A robust brand portfolio drives respectable sales growth
If you're reading this from the United States, there's a good chance that you have at least one product from J.M. Smucker in your household. In fact, J.M. Smucker estimates that its brands are found in almost 90% of homes across the country.
This is because the company's portfolio is stuffed full of well-known brands that consumers use every day. These include Smucker's jellies and jams, Jif peanut butter, Folgers coffee, and Meow Mix cat food.
J.M. Smucker's net sales increased 7.6% year over year to $2.2 billion during the second quarter ended Oct. 31. What was behind the large-cap company's healthy top-line growth rate?

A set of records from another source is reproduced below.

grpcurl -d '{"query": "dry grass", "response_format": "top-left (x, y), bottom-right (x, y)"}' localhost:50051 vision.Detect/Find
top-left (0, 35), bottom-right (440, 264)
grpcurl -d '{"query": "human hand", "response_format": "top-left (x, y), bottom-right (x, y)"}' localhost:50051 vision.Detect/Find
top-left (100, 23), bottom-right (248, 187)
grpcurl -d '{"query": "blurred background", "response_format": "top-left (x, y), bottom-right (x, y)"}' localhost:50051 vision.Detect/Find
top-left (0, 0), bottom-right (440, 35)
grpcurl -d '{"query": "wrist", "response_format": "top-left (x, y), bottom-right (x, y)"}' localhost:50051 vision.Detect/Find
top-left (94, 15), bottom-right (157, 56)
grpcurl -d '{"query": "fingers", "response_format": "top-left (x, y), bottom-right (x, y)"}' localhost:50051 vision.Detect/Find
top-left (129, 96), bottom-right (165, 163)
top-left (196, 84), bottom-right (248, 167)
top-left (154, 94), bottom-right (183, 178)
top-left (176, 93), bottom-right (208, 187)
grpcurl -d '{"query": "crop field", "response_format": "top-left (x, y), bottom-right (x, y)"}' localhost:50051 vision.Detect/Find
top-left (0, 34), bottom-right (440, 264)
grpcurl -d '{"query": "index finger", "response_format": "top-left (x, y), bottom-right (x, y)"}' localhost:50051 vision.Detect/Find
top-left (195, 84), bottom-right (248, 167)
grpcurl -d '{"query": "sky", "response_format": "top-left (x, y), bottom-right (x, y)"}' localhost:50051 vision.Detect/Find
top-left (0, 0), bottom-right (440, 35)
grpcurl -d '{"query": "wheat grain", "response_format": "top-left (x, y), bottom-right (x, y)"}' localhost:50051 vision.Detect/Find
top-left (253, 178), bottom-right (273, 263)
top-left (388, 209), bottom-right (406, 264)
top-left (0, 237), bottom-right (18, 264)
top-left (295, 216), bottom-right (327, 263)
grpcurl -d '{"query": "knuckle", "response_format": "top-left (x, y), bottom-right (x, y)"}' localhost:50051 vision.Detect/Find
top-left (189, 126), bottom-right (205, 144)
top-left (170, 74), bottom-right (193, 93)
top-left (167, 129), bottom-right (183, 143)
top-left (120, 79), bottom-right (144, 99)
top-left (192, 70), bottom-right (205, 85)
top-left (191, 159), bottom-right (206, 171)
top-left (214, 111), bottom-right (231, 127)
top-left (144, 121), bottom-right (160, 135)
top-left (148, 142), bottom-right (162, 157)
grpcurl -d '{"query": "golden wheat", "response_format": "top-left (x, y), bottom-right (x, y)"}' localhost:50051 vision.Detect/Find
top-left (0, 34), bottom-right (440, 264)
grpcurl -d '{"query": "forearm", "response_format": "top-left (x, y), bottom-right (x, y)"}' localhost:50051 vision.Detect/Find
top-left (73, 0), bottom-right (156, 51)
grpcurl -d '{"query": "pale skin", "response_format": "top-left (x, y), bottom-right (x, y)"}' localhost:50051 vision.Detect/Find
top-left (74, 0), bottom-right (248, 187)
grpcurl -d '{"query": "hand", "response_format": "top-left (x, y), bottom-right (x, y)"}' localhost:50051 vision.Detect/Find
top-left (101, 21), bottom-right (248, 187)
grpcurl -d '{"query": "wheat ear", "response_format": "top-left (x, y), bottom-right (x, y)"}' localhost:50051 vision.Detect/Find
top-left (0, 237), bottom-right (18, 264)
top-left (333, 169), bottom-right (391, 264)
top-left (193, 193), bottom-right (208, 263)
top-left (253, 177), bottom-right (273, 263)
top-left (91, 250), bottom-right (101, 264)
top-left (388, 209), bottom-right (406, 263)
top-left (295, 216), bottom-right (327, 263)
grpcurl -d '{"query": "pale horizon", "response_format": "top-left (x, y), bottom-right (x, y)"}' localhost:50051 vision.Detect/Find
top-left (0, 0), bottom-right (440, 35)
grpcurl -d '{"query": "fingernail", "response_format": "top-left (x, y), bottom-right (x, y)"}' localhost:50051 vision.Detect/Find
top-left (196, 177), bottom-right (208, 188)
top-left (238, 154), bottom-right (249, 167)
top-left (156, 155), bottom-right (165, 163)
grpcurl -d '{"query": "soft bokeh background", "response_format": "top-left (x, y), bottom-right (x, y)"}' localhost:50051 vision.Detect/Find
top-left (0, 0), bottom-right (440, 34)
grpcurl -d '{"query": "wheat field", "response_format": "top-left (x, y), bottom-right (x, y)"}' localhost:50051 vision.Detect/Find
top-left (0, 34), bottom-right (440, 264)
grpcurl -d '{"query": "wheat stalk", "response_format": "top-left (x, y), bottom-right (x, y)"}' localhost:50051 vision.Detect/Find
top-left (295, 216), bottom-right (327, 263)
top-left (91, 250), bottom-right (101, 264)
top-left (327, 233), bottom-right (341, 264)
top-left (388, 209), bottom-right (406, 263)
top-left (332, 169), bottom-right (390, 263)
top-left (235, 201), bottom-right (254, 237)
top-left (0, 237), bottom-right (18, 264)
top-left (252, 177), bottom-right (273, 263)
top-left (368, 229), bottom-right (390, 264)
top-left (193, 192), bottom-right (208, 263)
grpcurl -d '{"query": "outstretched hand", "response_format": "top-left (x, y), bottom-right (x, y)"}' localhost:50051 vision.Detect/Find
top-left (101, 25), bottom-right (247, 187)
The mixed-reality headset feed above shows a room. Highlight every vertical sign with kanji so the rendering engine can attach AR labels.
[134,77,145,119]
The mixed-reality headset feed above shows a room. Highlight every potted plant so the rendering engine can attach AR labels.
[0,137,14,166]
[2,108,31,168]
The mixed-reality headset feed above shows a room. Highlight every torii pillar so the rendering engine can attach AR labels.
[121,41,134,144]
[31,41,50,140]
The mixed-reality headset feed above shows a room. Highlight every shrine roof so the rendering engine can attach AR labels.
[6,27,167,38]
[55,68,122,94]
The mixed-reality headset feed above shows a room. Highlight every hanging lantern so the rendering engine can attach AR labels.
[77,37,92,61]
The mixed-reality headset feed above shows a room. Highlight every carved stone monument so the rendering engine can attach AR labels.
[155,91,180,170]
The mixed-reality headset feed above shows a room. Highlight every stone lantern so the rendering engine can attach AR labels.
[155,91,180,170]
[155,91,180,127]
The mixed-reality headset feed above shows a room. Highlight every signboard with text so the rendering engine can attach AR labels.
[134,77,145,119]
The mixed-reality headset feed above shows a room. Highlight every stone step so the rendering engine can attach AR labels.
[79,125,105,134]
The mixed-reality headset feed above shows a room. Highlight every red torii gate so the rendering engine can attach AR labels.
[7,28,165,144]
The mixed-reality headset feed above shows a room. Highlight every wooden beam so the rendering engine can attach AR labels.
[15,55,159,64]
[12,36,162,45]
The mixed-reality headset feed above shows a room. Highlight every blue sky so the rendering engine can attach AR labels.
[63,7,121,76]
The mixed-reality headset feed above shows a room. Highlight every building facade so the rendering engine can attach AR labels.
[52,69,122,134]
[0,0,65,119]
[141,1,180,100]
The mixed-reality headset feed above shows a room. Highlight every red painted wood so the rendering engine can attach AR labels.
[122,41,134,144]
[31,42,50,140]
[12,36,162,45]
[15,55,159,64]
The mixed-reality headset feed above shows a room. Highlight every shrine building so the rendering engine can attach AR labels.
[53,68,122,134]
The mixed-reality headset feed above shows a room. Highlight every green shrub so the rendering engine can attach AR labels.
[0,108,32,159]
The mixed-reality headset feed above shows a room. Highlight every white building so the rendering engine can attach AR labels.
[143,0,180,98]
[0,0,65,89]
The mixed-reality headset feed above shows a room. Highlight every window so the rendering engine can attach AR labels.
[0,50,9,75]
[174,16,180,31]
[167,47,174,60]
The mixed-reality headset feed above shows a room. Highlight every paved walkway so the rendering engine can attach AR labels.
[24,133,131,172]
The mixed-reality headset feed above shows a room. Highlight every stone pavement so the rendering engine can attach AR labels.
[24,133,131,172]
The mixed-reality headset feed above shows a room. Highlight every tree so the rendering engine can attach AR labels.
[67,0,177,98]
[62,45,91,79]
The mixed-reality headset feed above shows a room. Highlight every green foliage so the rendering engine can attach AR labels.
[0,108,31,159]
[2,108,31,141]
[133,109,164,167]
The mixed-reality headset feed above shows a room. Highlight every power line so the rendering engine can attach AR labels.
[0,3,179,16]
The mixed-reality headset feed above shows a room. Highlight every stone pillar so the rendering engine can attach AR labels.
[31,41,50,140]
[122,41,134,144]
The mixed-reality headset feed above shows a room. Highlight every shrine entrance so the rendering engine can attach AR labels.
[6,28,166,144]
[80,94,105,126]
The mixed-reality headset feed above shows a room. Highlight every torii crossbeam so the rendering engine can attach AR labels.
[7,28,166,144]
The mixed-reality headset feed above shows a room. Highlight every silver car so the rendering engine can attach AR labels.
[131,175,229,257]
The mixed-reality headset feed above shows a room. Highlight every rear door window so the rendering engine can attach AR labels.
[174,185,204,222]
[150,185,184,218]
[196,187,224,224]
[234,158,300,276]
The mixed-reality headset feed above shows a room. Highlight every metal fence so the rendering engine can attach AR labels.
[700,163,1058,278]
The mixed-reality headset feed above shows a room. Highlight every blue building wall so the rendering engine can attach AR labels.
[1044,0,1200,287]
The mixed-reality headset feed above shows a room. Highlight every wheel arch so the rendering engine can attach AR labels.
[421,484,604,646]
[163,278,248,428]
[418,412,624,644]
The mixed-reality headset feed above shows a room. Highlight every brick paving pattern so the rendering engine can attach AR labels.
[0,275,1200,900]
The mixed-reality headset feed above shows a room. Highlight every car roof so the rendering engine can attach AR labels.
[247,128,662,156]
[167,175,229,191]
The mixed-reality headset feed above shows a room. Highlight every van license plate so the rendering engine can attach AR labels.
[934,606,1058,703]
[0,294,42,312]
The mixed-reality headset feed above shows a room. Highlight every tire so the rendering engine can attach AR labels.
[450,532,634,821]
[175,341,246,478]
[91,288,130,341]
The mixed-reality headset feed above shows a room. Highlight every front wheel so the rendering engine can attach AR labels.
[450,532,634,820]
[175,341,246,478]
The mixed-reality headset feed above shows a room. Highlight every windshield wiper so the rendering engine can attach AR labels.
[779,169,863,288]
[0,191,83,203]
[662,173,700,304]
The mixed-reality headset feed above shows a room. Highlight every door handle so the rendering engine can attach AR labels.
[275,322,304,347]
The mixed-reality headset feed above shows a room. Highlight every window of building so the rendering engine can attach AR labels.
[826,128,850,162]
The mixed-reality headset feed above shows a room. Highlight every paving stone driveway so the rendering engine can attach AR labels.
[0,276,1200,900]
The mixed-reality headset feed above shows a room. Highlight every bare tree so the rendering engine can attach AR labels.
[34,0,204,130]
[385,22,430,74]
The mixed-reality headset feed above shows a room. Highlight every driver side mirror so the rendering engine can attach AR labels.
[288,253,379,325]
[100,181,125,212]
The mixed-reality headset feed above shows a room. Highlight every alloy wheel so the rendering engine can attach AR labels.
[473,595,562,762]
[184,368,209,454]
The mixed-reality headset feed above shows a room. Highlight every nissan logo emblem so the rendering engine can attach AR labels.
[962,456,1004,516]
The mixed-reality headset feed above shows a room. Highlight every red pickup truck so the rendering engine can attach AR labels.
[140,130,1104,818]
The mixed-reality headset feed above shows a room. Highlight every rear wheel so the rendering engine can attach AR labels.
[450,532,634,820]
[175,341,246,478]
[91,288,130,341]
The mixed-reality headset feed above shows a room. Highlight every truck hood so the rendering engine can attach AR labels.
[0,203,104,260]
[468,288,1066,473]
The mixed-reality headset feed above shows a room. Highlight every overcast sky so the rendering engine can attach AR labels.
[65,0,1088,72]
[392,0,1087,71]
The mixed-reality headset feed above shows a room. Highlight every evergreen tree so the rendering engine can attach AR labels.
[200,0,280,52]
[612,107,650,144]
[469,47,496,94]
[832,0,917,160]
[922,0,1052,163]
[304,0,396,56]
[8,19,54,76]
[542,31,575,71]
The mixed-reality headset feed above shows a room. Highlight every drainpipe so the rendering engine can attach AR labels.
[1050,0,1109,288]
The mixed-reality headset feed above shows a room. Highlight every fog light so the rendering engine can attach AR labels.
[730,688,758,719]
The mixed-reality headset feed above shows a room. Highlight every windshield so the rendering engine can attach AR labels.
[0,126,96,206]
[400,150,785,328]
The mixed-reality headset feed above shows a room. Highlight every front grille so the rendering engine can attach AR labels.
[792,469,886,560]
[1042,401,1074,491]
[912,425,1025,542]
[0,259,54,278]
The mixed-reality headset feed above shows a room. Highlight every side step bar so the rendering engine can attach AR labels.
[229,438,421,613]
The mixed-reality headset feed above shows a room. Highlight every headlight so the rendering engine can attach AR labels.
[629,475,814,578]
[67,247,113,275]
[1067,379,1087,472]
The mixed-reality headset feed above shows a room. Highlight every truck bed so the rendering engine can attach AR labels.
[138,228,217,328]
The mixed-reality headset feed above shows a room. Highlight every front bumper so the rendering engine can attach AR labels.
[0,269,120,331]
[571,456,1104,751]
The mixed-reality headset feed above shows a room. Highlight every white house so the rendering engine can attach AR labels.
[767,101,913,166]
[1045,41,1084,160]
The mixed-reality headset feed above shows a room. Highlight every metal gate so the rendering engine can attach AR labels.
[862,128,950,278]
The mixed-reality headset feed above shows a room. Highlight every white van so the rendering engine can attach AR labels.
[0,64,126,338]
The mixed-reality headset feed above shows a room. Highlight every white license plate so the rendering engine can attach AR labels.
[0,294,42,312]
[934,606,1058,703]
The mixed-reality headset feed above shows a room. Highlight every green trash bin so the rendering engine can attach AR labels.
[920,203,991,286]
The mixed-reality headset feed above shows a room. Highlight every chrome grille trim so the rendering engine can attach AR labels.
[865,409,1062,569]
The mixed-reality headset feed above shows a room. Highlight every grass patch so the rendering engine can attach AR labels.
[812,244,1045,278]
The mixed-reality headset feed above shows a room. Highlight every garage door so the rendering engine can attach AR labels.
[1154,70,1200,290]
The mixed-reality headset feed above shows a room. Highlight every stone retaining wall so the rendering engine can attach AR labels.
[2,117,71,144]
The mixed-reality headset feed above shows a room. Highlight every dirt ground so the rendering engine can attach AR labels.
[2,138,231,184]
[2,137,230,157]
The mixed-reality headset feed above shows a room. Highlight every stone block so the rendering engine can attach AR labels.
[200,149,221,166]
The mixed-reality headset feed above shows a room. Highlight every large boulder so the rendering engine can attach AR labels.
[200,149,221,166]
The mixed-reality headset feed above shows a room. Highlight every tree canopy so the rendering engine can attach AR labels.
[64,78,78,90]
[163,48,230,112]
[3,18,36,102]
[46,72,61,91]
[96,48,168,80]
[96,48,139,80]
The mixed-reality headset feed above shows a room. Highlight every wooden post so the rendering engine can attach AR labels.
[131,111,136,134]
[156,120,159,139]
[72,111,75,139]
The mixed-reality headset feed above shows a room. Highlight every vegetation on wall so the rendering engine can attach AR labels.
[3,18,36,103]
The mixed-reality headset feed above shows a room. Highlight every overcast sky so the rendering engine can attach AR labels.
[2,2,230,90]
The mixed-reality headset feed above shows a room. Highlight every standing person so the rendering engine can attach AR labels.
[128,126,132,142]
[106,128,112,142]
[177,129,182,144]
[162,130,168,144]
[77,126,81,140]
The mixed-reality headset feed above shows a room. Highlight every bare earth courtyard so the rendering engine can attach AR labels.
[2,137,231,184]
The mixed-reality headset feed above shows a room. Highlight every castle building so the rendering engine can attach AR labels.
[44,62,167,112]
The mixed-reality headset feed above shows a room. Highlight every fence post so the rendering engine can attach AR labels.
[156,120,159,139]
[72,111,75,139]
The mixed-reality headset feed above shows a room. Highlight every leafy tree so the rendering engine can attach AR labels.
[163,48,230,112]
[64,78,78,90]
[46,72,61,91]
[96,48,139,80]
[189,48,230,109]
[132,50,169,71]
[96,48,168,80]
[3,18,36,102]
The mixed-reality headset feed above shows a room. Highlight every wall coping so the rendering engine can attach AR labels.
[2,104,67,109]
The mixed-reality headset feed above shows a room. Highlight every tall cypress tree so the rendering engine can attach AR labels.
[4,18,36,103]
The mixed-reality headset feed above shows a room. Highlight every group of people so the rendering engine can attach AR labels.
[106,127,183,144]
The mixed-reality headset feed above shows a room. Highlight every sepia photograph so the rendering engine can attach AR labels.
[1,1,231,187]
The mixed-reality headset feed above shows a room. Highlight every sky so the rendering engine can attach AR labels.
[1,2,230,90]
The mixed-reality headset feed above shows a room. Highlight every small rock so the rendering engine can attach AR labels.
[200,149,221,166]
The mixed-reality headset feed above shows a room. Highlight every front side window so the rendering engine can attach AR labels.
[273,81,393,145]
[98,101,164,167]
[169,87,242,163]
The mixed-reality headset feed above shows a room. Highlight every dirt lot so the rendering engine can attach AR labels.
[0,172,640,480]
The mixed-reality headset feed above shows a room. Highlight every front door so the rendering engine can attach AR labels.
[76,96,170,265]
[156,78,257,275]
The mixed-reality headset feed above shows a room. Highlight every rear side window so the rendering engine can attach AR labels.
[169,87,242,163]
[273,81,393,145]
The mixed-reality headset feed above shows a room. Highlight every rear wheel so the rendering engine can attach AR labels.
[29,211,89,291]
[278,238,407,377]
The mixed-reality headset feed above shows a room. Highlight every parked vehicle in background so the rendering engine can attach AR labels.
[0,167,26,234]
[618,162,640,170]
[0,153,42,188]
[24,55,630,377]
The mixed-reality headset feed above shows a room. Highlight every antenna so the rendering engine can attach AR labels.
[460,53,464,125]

J.M. Smucker's high-single-digit net sales growth is impressive enough on its own. But excluding divestitures and the unfavorable foreign currency translation from a strengthened U.S. dollar compared to the Canadian dollar, net sales were actually 11.1% higher over the year-ago period.
The company gained 17% in net sales from price hikes in the quarter. And because its products are so embedded into the daily routines of consumers, volume declined just 6% year over year for the quarter. This demonstrates the elastic nature of J.M. Smucker's products. For the most part, people aren't going to switch brands for these products or cut the peanut butter and jelly sandwich out of their routine.
J.M. Smucker's non-GAAP (adjusted) diluted earnings per share (EPS) fell 1.2% over the year-ago period to $2.40 during the second quarter. Due to the inflationary environment, growth in the cost of products sold expense category (12.4%) ate into profitability in the quarter. This explains how J.M. Smucker's non-GAAP net margin dipped by 125 basis points to 11.6% for the quarter. A 1.4% reduction in the company's diluted share count wasn't able to completely offset lower profitability, which is why adjusted diluted EPS growth lagged behind net sales growth.
With inflation falling steadily, J.M. Smucker's profitability should recover. That's why analysts are expecting 5% annual adjusted diluted EPS growth from the company over the next five years.
A market-topping dividend with solid growth potential
Stacked against the S&P 500 index's 1.6% dividend yield, J.M. Smucker's 2.6% yield can satisfy the appetite of income investors. And if that weren't enough for yield-focused investors, the dividend is safe and should have no trouble growing in the future.
This is evidenced by the fact that J.M. Smucker's dividend payout ratio for its current fiscal year will clock in around 47%. A manageable dividend obligation such as this one leaves the company with the capital necessary to achieve a balance of reinvesting profits for future growth, reducing debt, and executing share repurchases. This is why I believe that J.M. Smucker's dividend growth will somewhat exceed earnings growth over the next few years.
The stock is slightly discounted
J.M. Smucker is a quality business. And despite shares being up 13.4% year to date (compared to the S&P 500's 16% drop), the stock still looks like a buy for investors looking to outperform the market and gradually build wealth.
Its forward price-to-earnings (P/E) ratio of 16 is below the packaged foods industry forward P/E ratio of 17.7. That's an attractive valuation for a blue-chip stock with legendary brand power.